Another notable feature of the tournament was the openness of the play. In the opening rounds, there were twelve games with three or more goals in – significantly higher than 4 years previously. But all of that was put to one side in the game of the tournament on the 7th June.
Brazil had been outstanding in their opening game versus Czechoslovakia with Pele on fire. He nearly capped a remarkable game with a goal from 50 yards in the 4-1 win. This was billed as the game between the greatest attacker and the greatest defender, Bobby Moore, but it was a 59th minute strike from Jarzinho that separated the sides although both were to go through.
With only 16 teams in the tournament it was straight into the Quarter Finals, and England’s defeat meant a rematch against West Germany in the knock out stages. The Germans had been impressive, in a weak group, with striker Gerd Mueller helping himself to hatricks in consecutive games against Bulgaria and Peru. England’s plans had been ruined on the morning of the game when Gordon Banks came down with food poisoning, giving Ramsey a selection headache before plumped for Chelsea’s Peter Bonetti.
His selection seemed justified as with 49 minutes gone England were 2-0 to the good and seeming to be cruising. But then the Germans came back into it with two goals, forcing the game to extra time and a possible repeat of 1966. The game was decided by a true striking sensation – not Geoff Hurst this time but that man Mueller as he volleyed home in the 108th minute.
So England were out, and whilst their official song “Back Home” was still riding high in the UK charts they would not be bringing the trophy home. Also on his way home was Jimmy Greaves. Left out of the squad (some believe at the request of FIFA President Sir Stanley Rous after his heartache of 1966) Greaves had taken part in the World Cup Rally – a rally from London to Mexico (quite how you can rally over the thousands of miles of water is another matter) in a Ford Escort where he finished 6th. I cannot see the likes of Scott Parker and Michael Dawson taking part in a 2010 version somehow.
The tournament stayed on a high with two high drama semi-finals as firstly Brazil beat 1930 and 1950 winners Uruguay 3-1, and then Italy overcame Germany in an amazing game that saw the Italians leading 1-0 until the 90th minute before the German’s forced extra time. In that 30 minute period in the sweltering heat of Mexico City, the lead swapped hands three times as Riva and Mueller traded two goals apiece before the former’s 111th minute winner took the Italians into the World Cup final.
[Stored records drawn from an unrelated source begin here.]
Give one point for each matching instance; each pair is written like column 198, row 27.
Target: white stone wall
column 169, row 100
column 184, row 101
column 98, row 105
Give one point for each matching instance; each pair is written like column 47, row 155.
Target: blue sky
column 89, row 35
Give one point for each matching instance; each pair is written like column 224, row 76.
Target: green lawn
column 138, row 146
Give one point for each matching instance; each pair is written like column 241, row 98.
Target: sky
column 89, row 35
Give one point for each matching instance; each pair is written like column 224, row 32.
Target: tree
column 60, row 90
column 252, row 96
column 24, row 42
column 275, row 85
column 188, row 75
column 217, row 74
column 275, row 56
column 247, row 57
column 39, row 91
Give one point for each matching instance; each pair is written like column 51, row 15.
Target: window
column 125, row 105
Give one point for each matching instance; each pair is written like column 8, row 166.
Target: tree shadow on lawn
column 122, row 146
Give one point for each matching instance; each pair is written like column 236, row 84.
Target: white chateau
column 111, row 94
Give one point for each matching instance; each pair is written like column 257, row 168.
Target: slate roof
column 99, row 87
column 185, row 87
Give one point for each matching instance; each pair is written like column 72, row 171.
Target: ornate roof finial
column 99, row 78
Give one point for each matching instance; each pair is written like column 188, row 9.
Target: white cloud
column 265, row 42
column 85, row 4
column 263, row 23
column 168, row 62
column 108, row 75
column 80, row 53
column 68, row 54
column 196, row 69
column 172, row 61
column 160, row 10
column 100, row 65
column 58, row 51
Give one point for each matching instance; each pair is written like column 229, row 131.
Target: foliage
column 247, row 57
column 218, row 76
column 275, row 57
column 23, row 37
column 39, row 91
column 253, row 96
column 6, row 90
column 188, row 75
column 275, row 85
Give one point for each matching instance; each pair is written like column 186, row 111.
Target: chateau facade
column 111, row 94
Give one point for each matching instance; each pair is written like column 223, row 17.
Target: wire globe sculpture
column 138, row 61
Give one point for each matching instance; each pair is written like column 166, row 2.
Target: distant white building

The 21st June 1970 will go down in history as the best World Cup final for many. From the moment Pele scored the 1,000th tournament goal in the 18th minute to Carlos Alberto’s 86th minute wonder goal Brazil totally dominated the spirited Italians. 4-1 reflected the dominance of the Brazilians and they were rewarded with their third World Cup win, and Rous announced that they would be keeping the trophy forever – perhaps he knew where the real one was!